We start by looking at the possession team variable to check for implicit and explicit values.
data %>%
mutate(posessionTeamNA = is.na(possessionTeam)) %>%
group_by(possessionTeam) %>%
summarise(team_appearance = n(),
posessionTeamNA = sum(posessionTeamNA))
## # A tibble: 32 × 3
## possessionTeam team_appearance posessionTeamNA
## <chr> <int> <int>
## 1 ARI 569 0
## 2 ATL 511 0
## 3 BAL 517 0
## 4 BUF 469 0
## 5 CAR 458 0
## 6 CHI 510 0
## 7 CIN 551 0
## 8 CLE 512 0
## 9 DAL 453 0
## 10 DEN 490 0
## # ℹ 22 more rows
Here we can see there are 32 groups, which all match up to the 32 NFL
teams, so there are no missing groups. We also check for explicitly
missing values by using is.na(), which shows there are
none. Because this is an un-ordered categorical variable, there’s no
obvious implicitly missing values. Next we look at the
pff_manZone variable.
data %>%
mutate(coverageNA = is.na(pff_manZone)) %>%
group_by(pff_manZone) %>%
summarise(coverage = n(),
coverageNA = sum(coverageNA))
## # A tibble: 4 × 3
## pff_manZone coverage coverageNA
## <chr> <int> <int>
## 1 Man 4145 0
## 2 Other 818 0
## 3 Zone 10969 0
## 4 <NA> 192 192
Here we can see that there are 192 explicit missing values in the
coverage. There are no empty groups, since the only options for coverage
are Man and Zone. The weird thing here is the coverage listed as
Other. Coverage should be a variable, so we should probably
consider the plays with coverage marked as Other as a kind of missing
value as well.
###Continuous outliers Finally we check the yards gained variable for outliers.

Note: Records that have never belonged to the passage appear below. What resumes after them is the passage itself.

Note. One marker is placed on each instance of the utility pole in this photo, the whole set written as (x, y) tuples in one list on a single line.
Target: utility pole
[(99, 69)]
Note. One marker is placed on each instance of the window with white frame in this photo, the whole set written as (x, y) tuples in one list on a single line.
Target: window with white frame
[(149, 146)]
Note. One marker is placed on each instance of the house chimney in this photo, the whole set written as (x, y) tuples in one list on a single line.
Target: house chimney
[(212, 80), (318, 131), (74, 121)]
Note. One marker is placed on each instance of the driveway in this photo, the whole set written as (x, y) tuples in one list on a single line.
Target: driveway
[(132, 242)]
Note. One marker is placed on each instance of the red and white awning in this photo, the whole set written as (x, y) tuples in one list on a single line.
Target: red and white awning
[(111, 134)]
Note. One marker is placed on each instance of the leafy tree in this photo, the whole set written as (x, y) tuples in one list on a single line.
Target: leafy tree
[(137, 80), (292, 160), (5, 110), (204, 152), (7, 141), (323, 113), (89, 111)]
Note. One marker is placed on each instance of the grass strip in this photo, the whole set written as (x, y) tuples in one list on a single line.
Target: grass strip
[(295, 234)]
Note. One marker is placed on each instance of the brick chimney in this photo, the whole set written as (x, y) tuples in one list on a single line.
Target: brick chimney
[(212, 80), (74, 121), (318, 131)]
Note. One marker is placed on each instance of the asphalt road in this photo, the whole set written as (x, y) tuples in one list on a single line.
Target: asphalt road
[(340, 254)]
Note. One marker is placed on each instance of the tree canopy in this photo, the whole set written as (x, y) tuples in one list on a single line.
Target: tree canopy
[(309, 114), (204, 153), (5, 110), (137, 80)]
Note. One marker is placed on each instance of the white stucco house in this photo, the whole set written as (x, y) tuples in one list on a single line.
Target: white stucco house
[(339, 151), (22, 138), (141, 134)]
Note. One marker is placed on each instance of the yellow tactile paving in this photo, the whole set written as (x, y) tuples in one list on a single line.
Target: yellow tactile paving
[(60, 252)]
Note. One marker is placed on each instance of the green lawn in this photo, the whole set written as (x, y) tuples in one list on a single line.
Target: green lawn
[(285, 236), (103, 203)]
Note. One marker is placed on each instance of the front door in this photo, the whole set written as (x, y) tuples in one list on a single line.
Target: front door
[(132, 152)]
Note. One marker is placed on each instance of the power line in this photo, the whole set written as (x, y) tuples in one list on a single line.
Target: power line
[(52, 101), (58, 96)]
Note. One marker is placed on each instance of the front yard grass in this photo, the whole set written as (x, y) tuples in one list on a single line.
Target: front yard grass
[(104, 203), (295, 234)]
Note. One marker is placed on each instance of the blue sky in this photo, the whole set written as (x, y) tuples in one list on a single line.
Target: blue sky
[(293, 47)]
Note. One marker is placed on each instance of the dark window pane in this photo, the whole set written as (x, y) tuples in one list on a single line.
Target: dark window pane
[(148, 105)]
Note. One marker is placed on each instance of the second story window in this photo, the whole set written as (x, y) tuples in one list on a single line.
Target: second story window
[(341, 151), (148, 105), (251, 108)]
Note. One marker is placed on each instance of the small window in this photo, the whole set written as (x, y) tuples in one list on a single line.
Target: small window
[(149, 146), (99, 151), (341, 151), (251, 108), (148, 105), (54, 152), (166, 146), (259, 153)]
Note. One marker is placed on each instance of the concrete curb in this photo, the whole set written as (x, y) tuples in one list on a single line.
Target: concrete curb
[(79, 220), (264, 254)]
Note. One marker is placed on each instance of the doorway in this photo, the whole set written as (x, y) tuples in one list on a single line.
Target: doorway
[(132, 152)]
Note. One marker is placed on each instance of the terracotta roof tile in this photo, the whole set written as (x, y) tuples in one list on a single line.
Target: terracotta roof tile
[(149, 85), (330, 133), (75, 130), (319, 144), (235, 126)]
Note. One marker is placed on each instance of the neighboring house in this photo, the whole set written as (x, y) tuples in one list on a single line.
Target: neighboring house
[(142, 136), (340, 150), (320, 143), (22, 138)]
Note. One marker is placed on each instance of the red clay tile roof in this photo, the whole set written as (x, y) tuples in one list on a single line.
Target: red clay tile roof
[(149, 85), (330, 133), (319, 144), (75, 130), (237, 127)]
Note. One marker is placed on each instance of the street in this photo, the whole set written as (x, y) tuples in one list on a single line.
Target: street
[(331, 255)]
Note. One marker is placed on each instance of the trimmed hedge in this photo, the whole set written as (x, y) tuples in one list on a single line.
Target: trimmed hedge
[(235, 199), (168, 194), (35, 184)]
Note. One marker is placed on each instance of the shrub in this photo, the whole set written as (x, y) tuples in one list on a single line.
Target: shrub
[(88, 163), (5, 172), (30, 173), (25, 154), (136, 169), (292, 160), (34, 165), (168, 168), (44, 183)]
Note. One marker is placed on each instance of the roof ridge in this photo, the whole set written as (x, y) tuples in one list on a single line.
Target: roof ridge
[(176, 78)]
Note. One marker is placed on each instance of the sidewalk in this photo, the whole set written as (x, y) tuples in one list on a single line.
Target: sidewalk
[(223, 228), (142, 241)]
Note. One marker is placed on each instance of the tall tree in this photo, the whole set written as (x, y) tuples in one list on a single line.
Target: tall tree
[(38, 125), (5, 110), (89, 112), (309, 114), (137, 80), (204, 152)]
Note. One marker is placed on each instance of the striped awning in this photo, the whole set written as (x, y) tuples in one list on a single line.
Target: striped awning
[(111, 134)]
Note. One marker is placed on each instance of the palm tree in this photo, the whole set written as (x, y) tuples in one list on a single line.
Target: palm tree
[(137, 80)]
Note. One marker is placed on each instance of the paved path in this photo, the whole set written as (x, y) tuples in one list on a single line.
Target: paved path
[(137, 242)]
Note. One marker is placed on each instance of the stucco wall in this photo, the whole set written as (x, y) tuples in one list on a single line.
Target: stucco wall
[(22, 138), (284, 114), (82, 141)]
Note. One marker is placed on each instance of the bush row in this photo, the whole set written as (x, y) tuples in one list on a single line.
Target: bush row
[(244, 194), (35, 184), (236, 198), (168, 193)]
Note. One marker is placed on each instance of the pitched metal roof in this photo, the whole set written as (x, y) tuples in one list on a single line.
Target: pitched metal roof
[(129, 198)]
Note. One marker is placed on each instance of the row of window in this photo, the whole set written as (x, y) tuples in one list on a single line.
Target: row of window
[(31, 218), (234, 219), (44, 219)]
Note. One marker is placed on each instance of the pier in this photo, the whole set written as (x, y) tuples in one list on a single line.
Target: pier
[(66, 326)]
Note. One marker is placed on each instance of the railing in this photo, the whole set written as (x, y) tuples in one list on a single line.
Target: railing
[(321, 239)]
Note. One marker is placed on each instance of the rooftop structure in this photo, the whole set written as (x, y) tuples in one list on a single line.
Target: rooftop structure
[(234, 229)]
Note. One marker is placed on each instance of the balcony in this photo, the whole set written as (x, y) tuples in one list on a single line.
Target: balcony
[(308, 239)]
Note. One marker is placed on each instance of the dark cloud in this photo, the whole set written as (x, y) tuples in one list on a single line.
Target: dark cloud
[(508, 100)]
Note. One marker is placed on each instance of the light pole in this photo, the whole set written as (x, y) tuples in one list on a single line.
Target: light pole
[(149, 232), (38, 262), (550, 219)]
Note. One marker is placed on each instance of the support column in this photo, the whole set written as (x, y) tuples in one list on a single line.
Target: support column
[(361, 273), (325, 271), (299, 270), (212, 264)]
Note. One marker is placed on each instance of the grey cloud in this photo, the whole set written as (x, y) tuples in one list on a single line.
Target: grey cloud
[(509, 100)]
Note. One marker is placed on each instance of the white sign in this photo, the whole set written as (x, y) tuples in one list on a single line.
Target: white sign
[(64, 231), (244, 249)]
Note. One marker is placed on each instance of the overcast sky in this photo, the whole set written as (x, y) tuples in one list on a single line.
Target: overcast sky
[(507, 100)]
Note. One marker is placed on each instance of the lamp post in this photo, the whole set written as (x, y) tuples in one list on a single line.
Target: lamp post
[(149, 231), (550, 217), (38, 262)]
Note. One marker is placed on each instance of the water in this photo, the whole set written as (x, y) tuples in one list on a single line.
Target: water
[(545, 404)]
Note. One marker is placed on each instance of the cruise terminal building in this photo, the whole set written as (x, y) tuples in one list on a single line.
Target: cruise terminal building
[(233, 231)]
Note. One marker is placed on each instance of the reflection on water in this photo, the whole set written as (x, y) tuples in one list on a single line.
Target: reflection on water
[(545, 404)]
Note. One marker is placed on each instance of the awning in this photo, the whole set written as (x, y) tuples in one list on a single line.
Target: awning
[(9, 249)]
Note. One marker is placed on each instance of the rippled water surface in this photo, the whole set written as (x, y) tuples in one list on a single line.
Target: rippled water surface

ggplot(data = data, aes(x = yardsGained)) +
geom_boxplot() +
theme_ap(family = "sans")
ggplot(data = data, aes(x = yardsGained)) +
geom_histogram(binwidth = 5, fill = "black") +
coord_cartesian(xlim = c(-70, 100)) +
theme_ap(family = "sans")
percentiles <- c(quantile(data$yardsGained, 0.01),
quantile(data$yardsGained, 0.99))
ggplot(data = data) +
geom_jitter(mapping = aes(x = yardsGained, y = ""),
width = 0, height = 0.1) +
geom_vline(mapping = aes(xintercept = percentiles["1%"],
color = "1% percentile")) +
geom_vline(mapping = aes(xintercept = percentiles["99%"],
color = "99% percentile"))
This is a tricky variable to identify outliers. The vast majority of the plays gain between 0-10 yards, however there are plays that lose more than 50 yards and gain nearly 100 yards. Looking at the box and whiskers plot, there are plenty of values that fall outside of 1.5 times the inter quartile range, but it doesn’t make much sense to exclude all of them. Looking at the percentiles, there are also plenty of values that fall well beyond the 1st and 99th percentile. I would probably not call any of these values outliers, since there’s no obvious break in the data, but the best candidate for an outlier would be the row where yards gained is 98. There is an obvious break in the histogram as well as in the percentiles dot plot.